Karşımızda ağır ve yoğun bir metin var
Tasavvuf İlmine Giriş, konusu ağır, anlatımı klasik ve teoriye dayalı bir eser. Sayfalar ilerledikçe anlaşılıyor ki, Dâvûd el-Kayserî bu kitabında gerek felsefecilere, gerek de kelamcılara Tanrı, kâinat ve insan konularında yanılmakta olduklarını anlatmayı hedeflemiş. Bu sebeple de onların aşina oldukları teorik ve felsefî bir üslubu; başka bir ifade ile kendi üsluplarını kullanmış. Ne kadar sadeleşmiş olursa olsun dönemin dili de işin içine girince, kitabı azami dikkatle okumak gerekiyor. Şayet konular türlü hikâyelerle izah edilip örnekler verilerek anlatılma yoluna gidilseydi, sanırım anlamak okuyucu için biraz daha kolay olurdu; ama az evvel yazdığım gibi eser, felsefecilere bir cevap niteliği taşımasından ötürü şekli bu olmak zorunda.
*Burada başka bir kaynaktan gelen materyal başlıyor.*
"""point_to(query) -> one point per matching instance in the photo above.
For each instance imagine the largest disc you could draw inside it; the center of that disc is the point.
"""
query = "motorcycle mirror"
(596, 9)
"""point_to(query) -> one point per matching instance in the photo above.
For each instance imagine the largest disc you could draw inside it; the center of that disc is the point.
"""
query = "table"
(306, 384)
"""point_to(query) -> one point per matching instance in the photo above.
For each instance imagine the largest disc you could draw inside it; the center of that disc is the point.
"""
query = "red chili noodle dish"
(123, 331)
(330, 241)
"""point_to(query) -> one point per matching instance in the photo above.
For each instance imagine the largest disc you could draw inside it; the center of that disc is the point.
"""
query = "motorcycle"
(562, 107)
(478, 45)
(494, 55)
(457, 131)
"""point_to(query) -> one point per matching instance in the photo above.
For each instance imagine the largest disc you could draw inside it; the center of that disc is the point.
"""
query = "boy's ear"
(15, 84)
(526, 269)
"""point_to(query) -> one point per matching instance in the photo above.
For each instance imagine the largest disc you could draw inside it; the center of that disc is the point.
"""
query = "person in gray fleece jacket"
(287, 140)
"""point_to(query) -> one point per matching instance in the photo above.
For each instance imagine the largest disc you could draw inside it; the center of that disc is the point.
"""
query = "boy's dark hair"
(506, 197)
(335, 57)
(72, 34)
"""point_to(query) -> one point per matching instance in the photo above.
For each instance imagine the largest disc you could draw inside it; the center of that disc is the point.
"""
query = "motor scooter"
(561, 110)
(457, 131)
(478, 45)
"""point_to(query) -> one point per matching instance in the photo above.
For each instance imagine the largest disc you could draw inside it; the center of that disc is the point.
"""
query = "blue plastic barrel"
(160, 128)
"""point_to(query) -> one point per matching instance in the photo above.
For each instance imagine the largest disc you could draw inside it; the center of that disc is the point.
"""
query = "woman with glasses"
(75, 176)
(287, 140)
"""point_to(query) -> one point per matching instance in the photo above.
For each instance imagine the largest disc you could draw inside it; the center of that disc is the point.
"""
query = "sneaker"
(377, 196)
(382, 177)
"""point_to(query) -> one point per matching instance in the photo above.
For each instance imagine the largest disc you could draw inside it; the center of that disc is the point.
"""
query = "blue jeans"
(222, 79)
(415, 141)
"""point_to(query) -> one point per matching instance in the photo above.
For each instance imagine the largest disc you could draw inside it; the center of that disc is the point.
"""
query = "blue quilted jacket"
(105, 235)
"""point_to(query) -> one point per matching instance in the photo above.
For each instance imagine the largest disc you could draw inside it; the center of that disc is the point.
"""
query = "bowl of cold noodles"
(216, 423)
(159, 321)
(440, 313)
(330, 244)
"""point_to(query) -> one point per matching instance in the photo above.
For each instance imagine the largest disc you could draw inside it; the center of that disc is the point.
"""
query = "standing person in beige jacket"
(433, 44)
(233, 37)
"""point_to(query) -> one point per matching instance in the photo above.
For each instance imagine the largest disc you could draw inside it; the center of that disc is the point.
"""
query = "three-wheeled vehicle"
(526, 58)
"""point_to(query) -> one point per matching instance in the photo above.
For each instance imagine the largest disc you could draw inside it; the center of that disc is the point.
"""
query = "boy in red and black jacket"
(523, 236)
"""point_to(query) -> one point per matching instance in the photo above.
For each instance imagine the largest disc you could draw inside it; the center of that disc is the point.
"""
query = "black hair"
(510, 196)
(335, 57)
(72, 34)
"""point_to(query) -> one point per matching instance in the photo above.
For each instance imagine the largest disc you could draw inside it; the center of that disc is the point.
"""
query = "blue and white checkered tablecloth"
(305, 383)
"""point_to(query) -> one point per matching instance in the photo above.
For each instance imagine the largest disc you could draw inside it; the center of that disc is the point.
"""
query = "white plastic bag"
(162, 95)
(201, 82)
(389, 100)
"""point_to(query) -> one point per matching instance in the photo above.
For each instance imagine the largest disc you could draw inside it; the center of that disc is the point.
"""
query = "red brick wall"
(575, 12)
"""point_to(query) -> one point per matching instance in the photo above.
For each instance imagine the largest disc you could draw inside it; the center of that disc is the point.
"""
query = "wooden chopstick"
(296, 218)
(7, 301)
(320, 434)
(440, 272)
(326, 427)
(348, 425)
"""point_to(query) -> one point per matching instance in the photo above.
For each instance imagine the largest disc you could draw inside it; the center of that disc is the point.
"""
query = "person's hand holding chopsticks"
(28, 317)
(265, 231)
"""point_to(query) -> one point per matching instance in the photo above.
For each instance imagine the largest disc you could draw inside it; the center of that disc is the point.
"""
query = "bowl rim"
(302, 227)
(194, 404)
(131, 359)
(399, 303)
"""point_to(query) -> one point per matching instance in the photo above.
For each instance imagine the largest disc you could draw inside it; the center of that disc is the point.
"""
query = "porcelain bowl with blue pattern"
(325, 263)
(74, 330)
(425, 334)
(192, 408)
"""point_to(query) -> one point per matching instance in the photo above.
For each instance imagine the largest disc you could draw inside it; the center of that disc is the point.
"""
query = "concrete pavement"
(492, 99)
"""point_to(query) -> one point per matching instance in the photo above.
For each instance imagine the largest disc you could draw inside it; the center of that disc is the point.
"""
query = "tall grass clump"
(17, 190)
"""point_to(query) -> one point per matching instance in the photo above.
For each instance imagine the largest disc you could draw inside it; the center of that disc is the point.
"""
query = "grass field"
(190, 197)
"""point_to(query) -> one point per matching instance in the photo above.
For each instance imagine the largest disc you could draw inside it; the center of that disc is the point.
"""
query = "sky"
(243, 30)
Tasavvuf İlmine Giriş, Dâvûd el-Kayserî’nin, “Risâle fî İlmi’t-Tasavvuf” ve “Şerhu Te’vîlâtı Besmele” isimli iki risalesinin tercümesi niteliğinde. Dâvûd el-Kayserî, risalelerin ilkinde İbnü’l Fârız’ın bir kasidesinden, ikincisinde -kendi şeyhi de olan- Abdürrezzak Kâşânî’den yola çıkmış. Haliyle eserin bütünü içinde vahdet-i vücûd ve onunla alakalı meseleler işlenmiş. Konu vahdet-i vücûd olunca eserde sıklıkla “Şeyhimiz” diyerek İbnü’l Arabî Hazretleri’ni işaret eden cümlelere rastlanıyor. Onun bu mevzudaki görüş ve yorumları eserin bel kemiğini oluşturmuş.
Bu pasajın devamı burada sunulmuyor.